One of the most controversial design choices of Python is the use of dynamic types. Dynamic types of variables can often lead to confusion for beginners, but even for experts it is a common source of hard-to-find bugs. For this reason the concept of type annotations has been introduced later in the language to allow for static code analysis and more detailed source code documentation. However, type annotations are not enforced by the Python interpreter and therefore do not prevent the user from passing the wrong type of data to a function or class. This can lead to delayed code failure, bad user experiences, and difficult-to-find bugs.

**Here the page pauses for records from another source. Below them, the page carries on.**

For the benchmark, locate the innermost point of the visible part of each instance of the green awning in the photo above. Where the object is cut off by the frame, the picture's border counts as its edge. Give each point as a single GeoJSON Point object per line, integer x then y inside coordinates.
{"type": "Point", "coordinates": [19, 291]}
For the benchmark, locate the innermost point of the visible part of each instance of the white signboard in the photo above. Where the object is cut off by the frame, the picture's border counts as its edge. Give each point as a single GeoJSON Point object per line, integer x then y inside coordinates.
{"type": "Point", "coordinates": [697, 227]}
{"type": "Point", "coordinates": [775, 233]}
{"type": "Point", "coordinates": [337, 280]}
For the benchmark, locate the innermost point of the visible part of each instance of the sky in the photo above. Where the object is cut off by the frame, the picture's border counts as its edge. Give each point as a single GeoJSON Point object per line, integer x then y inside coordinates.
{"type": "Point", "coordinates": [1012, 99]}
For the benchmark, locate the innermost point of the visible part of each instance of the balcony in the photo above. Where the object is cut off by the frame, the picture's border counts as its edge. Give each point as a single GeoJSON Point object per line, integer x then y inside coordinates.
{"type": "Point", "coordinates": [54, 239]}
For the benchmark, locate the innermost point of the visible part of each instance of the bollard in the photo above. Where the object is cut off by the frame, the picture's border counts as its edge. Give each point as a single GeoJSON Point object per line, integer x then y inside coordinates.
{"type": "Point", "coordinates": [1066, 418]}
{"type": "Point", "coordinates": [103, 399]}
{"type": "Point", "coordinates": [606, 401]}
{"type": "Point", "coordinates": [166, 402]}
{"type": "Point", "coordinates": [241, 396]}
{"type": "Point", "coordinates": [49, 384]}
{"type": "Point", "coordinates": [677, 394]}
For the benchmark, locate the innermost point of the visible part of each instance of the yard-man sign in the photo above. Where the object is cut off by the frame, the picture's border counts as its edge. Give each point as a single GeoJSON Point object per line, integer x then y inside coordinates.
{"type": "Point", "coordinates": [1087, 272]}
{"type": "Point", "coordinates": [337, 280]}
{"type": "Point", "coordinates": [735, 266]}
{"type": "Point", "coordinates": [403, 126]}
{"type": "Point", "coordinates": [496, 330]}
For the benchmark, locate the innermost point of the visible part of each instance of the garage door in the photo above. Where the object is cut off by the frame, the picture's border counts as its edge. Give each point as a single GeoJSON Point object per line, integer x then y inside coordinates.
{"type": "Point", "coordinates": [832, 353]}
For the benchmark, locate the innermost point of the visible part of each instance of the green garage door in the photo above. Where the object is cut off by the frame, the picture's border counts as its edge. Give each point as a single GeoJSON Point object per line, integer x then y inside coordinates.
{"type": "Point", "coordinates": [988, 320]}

For beginners the dynamic typing of Python can be a source of confusion. Consider the following example:
def my_function(x):
return 2 * x
# Expected behaviour
print(my_function(3))
# Half-Expected behaviour
print(my_function(3.14))
6
6.28
Now we call the same method with a different type of argument:
# Possibly unexpected behaviour
print(my_function("hello"))
hellohello
# Maybe even mor unexpected behaviour
print(my_function(x=True))
2
Now let’s define a different fucntion, which naively does the same as before:
def my_other_function(x):
return 2.0 * x
# Now try this
print(my_other_function("hello"))
---------------------------------------------------------------------------
TypeError Traceback (most recent call last)
Cell In[4], line 6
2 return 2.0 * x
5 # Now try this
----> 6 print(my_other_function("hello"))
Cell In[4], line 2, in my_other_function(x)

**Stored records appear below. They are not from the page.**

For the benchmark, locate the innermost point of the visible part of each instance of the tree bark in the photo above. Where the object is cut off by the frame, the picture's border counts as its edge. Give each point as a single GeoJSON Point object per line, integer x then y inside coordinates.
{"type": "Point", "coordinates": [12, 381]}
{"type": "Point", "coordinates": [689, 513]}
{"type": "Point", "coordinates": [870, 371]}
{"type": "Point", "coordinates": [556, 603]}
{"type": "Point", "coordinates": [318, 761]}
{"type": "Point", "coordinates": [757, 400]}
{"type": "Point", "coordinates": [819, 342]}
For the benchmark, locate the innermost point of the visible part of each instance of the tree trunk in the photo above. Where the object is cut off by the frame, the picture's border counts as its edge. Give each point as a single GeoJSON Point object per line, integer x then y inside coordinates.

1 def my_other_function(x):
----> 2 return 2.0 * x
TypeError: can't multiply sequence by non-int of type 'float'
Python will “happily” execute the calls to my_function
, but the result is possibly un-expected. In contrast the call to my_other_function
fails. The reason is that the *
operator is overloaded for strings / bools and integers, but not for strings and floats. This behaviour is built into the Python language and cannot really be changed.
In this example we read an example input YAML file, which contains temperature data. The data is then used to calculate the average temperature. However, the input data is not validated and therefore the code will fail at a later point in time.
import yaml
def parse_data_into_lists(data):
"""Parse data into lists of values"""
temperature = [_["temperature"] for _ in data]
time = [_["time"] for _ in data]
return {
"temperature": temperature,
"time": time,
}
with open("my-data.yaml", "r") as fh:
data = yaml.safe_load(fh)
processed = parse_data_into_lists(data=data)
# Compute mean
mean = sum(processed["temperature"]) / len(processed["temperature"])
---------------------------------------------------------------------------
TypeError Traceback (most recent call last)
Cell In[5], line 20
17 processed = parse_data_into_lists(data=data)
19 # Compute mean
---> 20 mean = sum(processed["temperature"]) / len(processed["temperature"])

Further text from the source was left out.